A fluorometric study of the possible role of calcium in synchronizing substrate metabolism with contractile performance in rabbit papillary muscle

Abstract

Based on the hypothesis that Ca2+ plays an important role in coordinating the rates of substrate catabolism with those of mechanical power utilization, experiments were designed to answer two questions. First, to what extent do the separate Ca2+ pools (e.g., Na+–Ca2+ exchange, sarcoplasmic reticulum (SR)) contribute to this messenger Ca2+ pool; and second, are the three catabolic pathways (glycolysis, β-oxidation, and tricarboxylic acid (TCA)) equally sensitive to regulation by Ca2+. To answer these questions, an assessment of the dynamic relation between metabolism and mechanical performance in rabbit papillary muscle was employed which used the slope (coupling coefficient: Mc) of the linear relation between the maximum oxidation of NADH accompanying an increase in contractile activity and the product of the peak isometric tension times the stimulation rate. Except for ketones, changes in superfusate [Ca2+] significantly decreased the coupling coefficient, suggesting a greater sensitivity of metabolism to mechanical requirement.
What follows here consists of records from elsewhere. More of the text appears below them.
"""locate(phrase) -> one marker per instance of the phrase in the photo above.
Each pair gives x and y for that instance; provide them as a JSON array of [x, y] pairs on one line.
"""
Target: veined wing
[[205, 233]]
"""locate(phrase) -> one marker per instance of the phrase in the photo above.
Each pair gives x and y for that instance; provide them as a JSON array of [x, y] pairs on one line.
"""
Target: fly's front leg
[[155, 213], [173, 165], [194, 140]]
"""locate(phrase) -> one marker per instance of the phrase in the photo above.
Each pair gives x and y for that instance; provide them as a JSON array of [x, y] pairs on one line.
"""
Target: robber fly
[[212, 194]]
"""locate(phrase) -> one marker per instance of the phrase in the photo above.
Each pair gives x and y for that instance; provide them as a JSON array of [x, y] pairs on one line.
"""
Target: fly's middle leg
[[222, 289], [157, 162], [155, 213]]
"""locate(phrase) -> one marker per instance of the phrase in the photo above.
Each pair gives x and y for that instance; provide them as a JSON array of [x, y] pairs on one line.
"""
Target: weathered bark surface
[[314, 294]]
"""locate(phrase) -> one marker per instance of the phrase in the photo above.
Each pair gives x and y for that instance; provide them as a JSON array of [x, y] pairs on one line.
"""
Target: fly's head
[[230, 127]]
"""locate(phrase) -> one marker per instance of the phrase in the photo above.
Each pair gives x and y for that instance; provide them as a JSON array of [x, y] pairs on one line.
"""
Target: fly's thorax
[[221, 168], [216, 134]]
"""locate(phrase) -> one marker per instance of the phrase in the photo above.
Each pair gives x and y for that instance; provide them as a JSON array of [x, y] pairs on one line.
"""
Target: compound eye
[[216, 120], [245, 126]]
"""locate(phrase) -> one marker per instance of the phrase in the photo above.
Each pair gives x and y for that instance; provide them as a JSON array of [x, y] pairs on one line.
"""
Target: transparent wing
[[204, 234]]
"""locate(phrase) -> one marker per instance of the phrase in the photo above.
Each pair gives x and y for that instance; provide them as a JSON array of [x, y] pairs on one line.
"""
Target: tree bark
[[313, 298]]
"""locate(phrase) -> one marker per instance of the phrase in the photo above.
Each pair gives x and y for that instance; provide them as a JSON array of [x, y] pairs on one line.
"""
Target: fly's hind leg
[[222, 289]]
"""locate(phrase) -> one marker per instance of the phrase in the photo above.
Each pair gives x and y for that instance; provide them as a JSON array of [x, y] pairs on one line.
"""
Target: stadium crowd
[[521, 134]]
Studies using ouabain indicated that this response was not attributable to Na+–Ca2+ exchange. Experiments with theophylline yielded two important results. First, the redox response of the respiratory chain can be significantly influenced by the available substrate. Second, the glycogenoltic complex associated with the SR may play an important role in ensuring adequate supplies of reducing equivalents and therefore may be a prime site for coordinating metabolism with mechanical performance. The data also suggest that glycolysis and β-oxidation are more sensitive to regulation by messenger Ca24 than the TCA cycle.